Thursday, April 10, 2008

Data Mining: Widespread Acceptance When?

Data mining is widely accepted today among industries which have a history of "management by numbers", such as banking, pure science and market research. Data mining is easily viewed by management in such industries as a logical extension of less sophisticated quantitative analysis which already enjoys currency there. Further, information infrastructure necessary to feed the data mining process is typically already present.

It seems likely that at least some (if not many) other industries could realize a significant benefit from data mining, yet this has emerged in practice only sporadically. The question is: Why?

Under what organizational conditions will data mining spread to a broader audience?

2 comments:

Ralph Winters said...

Unqualified support by management that is forward looking and willing to invest in the future. Often this is overlooked as management is beholden to shareholders (for public companies), who are looking for bottom line short term results.

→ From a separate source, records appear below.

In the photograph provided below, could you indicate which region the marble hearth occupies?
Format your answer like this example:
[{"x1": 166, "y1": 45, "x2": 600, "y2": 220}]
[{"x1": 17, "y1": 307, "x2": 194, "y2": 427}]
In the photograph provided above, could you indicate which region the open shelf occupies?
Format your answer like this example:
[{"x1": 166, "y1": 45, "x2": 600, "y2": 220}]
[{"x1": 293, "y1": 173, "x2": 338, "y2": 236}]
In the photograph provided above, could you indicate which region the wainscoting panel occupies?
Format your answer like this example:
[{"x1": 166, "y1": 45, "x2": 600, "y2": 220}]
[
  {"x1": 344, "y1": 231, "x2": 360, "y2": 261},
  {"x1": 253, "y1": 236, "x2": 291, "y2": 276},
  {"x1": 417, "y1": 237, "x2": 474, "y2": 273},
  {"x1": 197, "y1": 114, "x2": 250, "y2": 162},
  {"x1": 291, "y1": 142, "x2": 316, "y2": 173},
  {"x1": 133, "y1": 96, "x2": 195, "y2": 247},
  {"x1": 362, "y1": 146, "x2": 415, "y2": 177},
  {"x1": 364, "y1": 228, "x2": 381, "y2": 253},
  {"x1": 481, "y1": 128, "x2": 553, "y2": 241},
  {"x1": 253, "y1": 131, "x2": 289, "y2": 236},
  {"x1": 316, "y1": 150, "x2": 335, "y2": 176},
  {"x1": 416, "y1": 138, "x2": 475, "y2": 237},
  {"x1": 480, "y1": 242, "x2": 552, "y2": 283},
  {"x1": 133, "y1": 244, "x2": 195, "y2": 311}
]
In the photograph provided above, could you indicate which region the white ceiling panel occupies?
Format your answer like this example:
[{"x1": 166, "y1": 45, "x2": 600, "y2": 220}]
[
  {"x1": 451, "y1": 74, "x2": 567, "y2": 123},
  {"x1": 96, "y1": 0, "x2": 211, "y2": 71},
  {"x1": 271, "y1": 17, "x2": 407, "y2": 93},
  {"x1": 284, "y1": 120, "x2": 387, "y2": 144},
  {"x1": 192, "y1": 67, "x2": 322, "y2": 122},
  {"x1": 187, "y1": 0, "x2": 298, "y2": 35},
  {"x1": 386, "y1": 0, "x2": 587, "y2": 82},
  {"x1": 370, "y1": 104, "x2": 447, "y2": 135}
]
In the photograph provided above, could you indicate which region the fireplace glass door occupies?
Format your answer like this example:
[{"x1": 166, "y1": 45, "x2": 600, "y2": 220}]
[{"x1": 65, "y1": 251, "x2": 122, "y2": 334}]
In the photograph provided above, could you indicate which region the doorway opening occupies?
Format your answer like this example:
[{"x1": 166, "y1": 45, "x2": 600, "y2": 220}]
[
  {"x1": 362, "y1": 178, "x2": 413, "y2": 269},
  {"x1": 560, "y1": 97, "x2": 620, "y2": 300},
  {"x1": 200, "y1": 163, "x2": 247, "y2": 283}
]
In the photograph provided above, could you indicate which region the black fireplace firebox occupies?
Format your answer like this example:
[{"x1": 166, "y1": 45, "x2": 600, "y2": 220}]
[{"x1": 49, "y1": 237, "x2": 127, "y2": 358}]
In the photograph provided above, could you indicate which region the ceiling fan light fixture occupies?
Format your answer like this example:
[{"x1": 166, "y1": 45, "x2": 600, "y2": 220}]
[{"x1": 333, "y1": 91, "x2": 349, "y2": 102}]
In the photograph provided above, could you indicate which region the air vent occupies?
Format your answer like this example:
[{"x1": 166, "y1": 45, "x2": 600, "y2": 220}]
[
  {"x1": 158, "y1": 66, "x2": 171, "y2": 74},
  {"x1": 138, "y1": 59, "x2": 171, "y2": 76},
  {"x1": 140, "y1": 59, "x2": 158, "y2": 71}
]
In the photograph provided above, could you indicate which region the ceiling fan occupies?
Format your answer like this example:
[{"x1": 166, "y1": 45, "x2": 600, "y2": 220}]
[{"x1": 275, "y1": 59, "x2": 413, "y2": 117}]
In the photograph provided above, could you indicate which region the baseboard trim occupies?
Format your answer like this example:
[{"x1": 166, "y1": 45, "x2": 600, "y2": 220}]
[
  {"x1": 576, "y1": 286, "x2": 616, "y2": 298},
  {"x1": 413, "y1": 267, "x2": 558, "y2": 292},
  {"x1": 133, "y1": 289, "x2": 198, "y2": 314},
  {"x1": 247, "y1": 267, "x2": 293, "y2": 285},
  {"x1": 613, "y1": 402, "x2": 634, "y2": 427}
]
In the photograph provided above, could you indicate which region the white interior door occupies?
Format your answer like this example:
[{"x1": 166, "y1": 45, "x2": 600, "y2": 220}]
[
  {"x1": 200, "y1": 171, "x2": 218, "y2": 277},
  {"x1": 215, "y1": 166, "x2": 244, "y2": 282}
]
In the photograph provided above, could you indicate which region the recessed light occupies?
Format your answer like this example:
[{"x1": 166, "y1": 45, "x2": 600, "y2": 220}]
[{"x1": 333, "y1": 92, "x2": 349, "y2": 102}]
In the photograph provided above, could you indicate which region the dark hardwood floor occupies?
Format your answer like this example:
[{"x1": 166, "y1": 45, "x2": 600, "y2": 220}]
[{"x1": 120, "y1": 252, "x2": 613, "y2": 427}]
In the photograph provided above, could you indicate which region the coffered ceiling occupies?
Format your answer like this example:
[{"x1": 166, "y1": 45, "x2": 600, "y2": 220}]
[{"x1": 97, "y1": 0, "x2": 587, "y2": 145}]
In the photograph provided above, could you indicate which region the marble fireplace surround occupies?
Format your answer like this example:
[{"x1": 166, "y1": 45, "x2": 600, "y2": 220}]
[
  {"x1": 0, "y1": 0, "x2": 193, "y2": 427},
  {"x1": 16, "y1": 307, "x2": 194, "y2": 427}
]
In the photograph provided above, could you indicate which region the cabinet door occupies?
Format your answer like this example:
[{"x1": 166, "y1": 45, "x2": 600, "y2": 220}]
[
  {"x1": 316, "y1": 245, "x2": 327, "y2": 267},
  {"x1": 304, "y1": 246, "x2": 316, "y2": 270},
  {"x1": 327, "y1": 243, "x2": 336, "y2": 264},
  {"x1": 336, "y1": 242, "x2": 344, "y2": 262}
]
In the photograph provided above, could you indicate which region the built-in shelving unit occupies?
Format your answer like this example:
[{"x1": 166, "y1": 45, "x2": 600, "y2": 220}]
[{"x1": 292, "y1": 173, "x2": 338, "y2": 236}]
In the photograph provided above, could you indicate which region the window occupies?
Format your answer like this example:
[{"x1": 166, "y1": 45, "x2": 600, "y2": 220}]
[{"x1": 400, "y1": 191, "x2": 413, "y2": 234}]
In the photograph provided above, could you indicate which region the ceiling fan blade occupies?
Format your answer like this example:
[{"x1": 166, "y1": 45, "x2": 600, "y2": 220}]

Secondly, I think that a proper cost/benefit analysis can bring this to light, but some "soft" benefits need to be included such as better cross department collaboration, knowledge discovery,and job satisfaction benefits etc. These often can't be measured precisely but are important.

Ralph Winters

Dean Abbott said...

The companies that I've worked with in the past have had champions of data mining within the organization, regardless of the vertical market being served. I think a champion is needed because it isn't transparent exactly what data mining actually does to decision makers.

The "black box" model of selling analytics may convince one decision maker, but when that person moves on, there is often no depth of ownership of the approach, and analytics ends. I've seen this happen several times, where analytics succeeds in an organization, but when the champion moves on, the effort stops.

What is surprising to me is how often analytics make the decision maker look really good, but there is still no adoption of it. Perhaps it is as simple as this: when the technology is not well understood, a decision maker has difficulty defending its use.